FCC melarang merger antarstasiun jaringan
televisi nasional pada peringkat pertama hingga ke-4 secara komersial, seperti
ABC, CBS, FOX, dan NBC. Namun, FCC memperkenankan sebuah badan hukum memiliki
dua stasiun televisi lokal di satu wilayah siaran/pasar dengan mengikuti
syarat: (1) pelayanan setiap stasiun televisi tak berimpit (contour overlap);
(2) salah satu stasiun televisi tak berada dalam peringkat pertama hingga ke-4
(market share) dalam satu wilayah dan paling sedikit masih terdapat 8 stasiun
independen di situ (FCC, 2011).
Di Amerika Serikat, setiap empat tahun ada
penilaian kembali terhadap kebijakan kepemilikan televisi. Pada 22 Desember
2011, FCC mengeluarkan Notice of Proposed Rulemaking. Secara khusus untuk
televisi, FCC mengusulkan untuk mempertahankan aturan kepemilikan televisi saat
ini dengan beberapa modifikasi, yaitu menghapus ketetapan contour overlap
karena tidak relevan dalam televisi digital sejak 12 Juni 2009.

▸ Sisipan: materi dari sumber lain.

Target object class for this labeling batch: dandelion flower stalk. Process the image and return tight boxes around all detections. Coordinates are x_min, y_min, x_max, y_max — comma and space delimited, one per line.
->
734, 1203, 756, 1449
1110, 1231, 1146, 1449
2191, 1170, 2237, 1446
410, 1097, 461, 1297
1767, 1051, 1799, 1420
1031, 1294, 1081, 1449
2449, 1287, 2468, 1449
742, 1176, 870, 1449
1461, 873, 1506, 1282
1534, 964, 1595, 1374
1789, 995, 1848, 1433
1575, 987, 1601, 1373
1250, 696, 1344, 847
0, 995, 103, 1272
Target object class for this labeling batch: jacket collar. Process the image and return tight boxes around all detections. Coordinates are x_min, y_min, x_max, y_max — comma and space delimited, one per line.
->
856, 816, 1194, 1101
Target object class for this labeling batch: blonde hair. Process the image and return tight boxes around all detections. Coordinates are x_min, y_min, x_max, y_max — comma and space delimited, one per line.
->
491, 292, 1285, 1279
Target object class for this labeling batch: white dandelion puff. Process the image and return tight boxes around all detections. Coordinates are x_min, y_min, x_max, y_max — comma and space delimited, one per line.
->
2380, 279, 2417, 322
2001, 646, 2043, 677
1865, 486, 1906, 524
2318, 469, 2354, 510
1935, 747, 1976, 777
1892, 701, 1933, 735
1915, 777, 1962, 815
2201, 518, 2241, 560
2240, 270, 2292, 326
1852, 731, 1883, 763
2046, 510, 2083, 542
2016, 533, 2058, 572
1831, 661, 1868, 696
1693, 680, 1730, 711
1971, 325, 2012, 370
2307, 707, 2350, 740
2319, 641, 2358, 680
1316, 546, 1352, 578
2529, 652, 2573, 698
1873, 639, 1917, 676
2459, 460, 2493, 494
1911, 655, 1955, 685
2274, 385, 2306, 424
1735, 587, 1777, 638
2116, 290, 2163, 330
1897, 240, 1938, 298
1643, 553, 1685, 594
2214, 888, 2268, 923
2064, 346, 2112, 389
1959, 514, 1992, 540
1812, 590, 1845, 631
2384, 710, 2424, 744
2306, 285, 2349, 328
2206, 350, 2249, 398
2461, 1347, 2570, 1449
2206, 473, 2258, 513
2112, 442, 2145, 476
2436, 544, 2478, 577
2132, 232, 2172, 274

Di AS, dengan penduduk 300 juta jiwa, sistem
stasiun jaringan berjumlah 30-an dan ribuan stasiun lokal. Terdapat 1.750
stasiun televisi lokal, 380 di antaranya nonkomersial. Ada yang milik jaringan
atau kelompok, termasuk berafiliasi pada kelompok independen (Dominick, 2012).
Australia
Di Australia, berdasarkan Gardiner-Garden
(2006), seseorang atau suatu badan hukum tak boleh menguasai—melalui
kombinasi—izin televisi yang menjangkau lebih dari 75 persen penduduk. Juga
tidak boleh lebih dari satu izin di satu daerah.

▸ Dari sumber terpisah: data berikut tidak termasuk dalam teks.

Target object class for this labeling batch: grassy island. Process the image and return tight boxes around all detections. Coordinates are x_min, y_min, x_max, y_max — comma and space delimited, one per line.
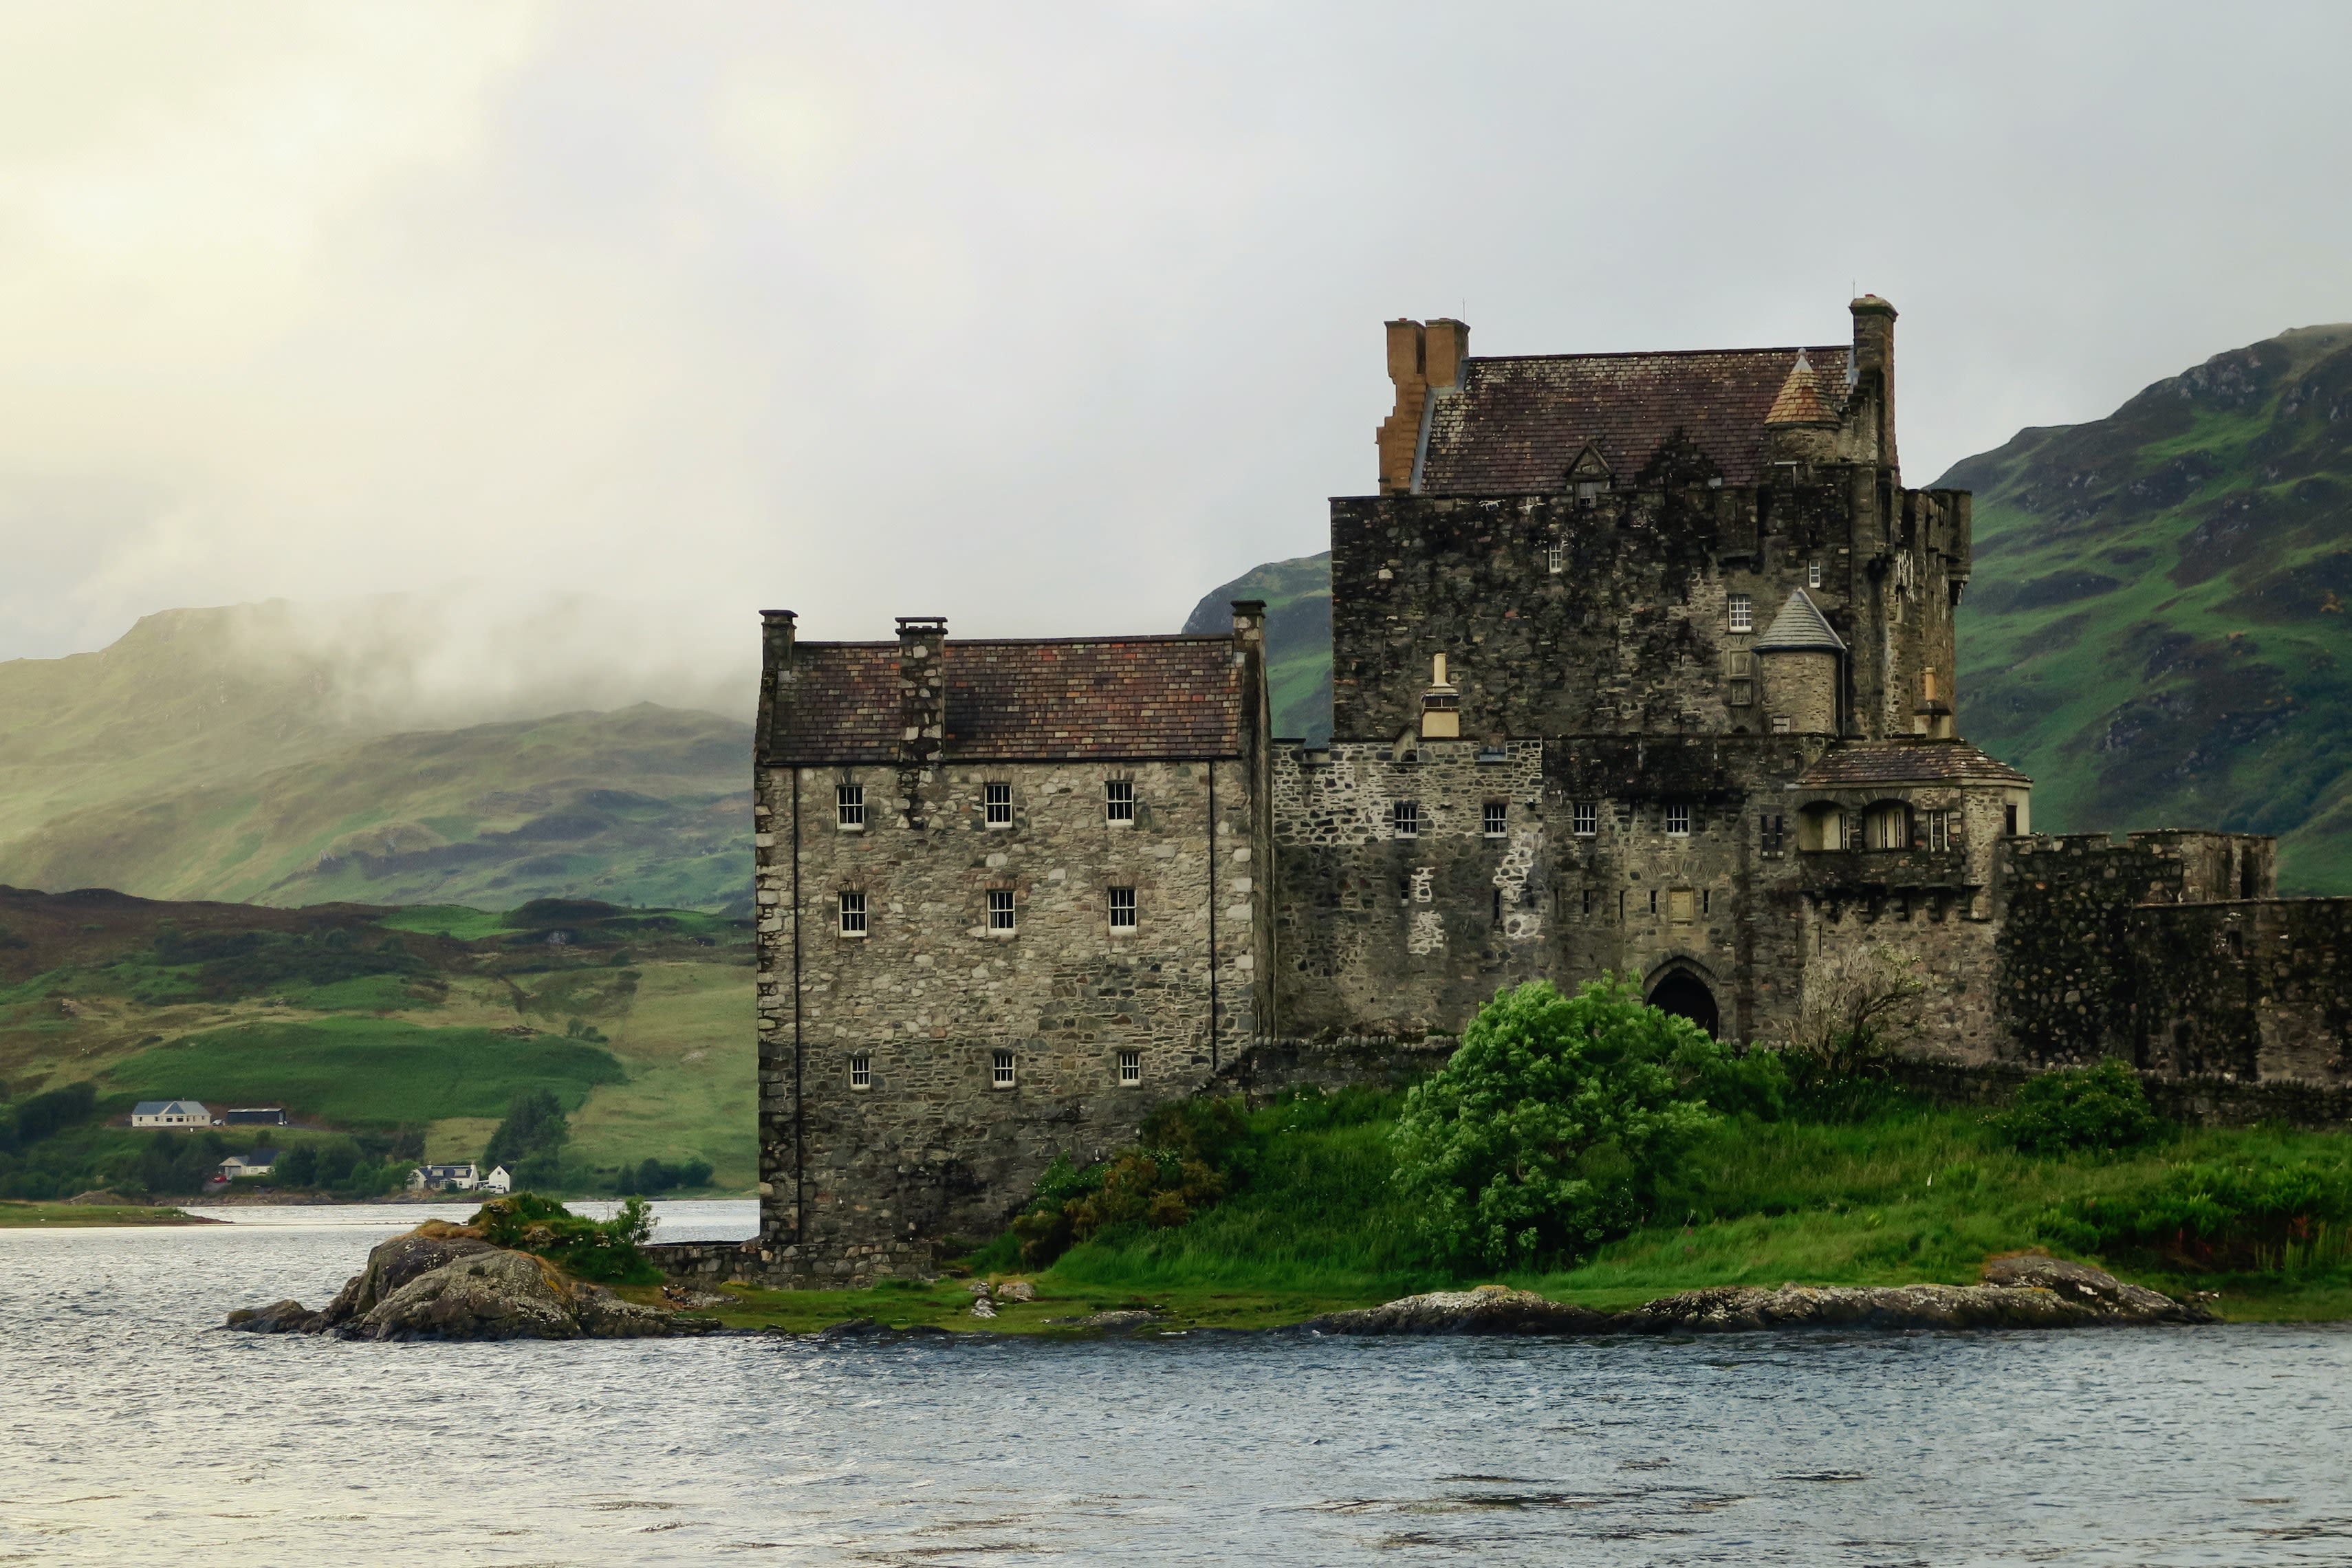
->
0, 1199, 218, 1228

Di Australia, dengan penduduk 22 juta jiwa,
terdapat 56 izin televisi komersial dengan 6 kelompok perusahaan sebagai
berikut: (1) The Seven Network (Seven Network Ltd) memiliki 6 izin dan
menjangkau 73 persen penduduk; (2) The Nine Network (PBL) memiliki 4 izin dan
menjangkau 52 persen: (3) Network Ten (Ten Network Holdings Pty Ltd) memiliki 5
izin dan menjangkau 66 persen; (4) Southern Cross Broadcasting (Australia) Ltd
memiliki 15 izin dan menjangkau 42 persen; (5) WIN Television (WIN Corp P/L)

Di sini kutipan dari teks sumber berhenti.